Apologies for the general email, but I desperately need your help.
My goddaughter, Coco Jackson, disappeared from her family’s holiday home in Bournemouth on the night of Sunday/Monday August 29/30th, the bank holiday weekend just gone. Coco is three years old.
When identical twin Coco goes missing during a family celebration, there is a media frenzy. Her parents are rich and influential, as are the friends they were with at their holiday home by the sea.
But what really happened to Coco?
Over two intense weekends – the first when Coco goes missing and the second twelve years later at the funeral of her father – the darkest of secrets will gradually be revealed…
My Thoughts:
First of all I have to say how good Alex Marwood is at creating characters that the reader will loathe. I have read books before where I struggled to like anybody but the ones in this book were the most despicable that I have ever come across. There were a handful that I liked. Mila, Ruby, Joe and Claire. Apart from Claire they were all children in 2004 when Coco disappeared.
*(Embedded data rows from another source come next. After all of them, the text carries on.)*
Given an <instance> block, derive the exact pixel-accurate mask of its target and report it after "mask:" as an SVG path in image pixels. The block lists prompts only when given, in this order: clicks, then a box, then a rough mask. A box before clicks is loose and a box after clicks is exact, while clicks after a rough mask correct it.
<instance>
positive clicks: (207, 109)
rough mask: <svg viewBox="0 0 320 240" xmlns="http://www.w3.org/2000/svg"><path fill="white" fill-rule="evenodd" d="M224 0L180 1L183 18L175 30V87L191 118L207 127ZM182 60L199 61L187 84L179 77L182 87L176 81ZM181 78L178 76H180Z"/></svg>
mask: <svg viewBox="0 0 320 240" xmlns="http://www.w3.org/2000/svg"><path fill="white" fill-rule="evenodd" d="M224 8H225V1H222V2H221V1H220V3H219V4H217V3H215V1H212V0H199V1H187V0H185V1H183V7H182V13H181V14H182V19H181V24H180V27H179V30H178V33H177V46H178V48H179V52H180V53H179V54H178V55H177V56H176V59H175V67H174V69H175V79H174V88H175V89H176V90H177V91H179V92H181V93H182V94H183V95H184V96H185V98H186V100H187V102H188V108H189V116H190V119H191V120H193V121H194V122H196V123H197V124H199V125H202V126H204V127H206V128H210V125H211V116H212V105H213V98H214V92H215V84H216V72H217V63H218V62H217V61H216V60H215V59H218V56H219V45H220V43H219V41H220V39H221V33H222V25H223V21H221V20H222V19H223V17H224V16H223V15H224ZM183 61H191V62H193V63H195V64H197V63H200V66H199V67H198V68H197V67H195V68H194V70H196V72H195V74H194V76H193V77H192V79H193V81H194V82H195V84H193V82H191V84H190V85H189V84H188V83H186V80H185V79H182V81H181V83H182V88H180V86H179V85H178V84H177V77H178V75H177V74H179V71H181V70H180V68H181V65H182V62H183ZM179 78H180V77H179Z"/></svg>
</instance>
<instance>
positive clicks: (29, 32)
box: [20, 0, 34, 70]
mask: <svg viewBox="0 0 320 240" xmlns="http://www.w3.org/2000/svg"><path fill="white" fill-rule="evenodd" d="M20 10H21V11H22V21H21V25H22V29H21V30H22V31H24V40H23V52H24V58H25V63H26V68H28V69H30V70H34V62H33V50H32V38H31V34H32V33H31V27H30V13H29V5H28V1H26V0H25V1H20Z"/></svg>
The story covers two events. The weekend of Sean’s 50th birthday party when Coco disappeared and twelve years later at his funeral. Mila has very reluctantly agreed to accompany Ruby to the funeral so they can say their goodbyes to the father they never really knew. Mila spends some of the time suspecting that she is more like him than she wants to admit. She questions why the friends she socialises with have been absent since the news broke about her father’s death. She also enjoys the time she spends with Ruby who she hadn’t really got to know.
The revulsion I felt towards the other characters was there all the way through but at one point I actually felt sickened by Sean. If you have read the novel you would probably be able to work out which part of the novel I mean. If you haven’t you will just have to read it to find out. Another character was a manipulator who would turn the situation into something that would make them look wonderful and they could control everything.
It’s a cracking read and very addictive. Each chapter focuses on a different character and covers both periods in time. You want to read another chapter so you can go back to the period that interested you to see what happened next.
I have read all the books by this author and this is my favourite one. Not the easiest topic to read but it didn’t really focus on Coco and an investigation. It was more about the people who failed her.
Thanks to the publisher for the copy received, I have since purchased the book.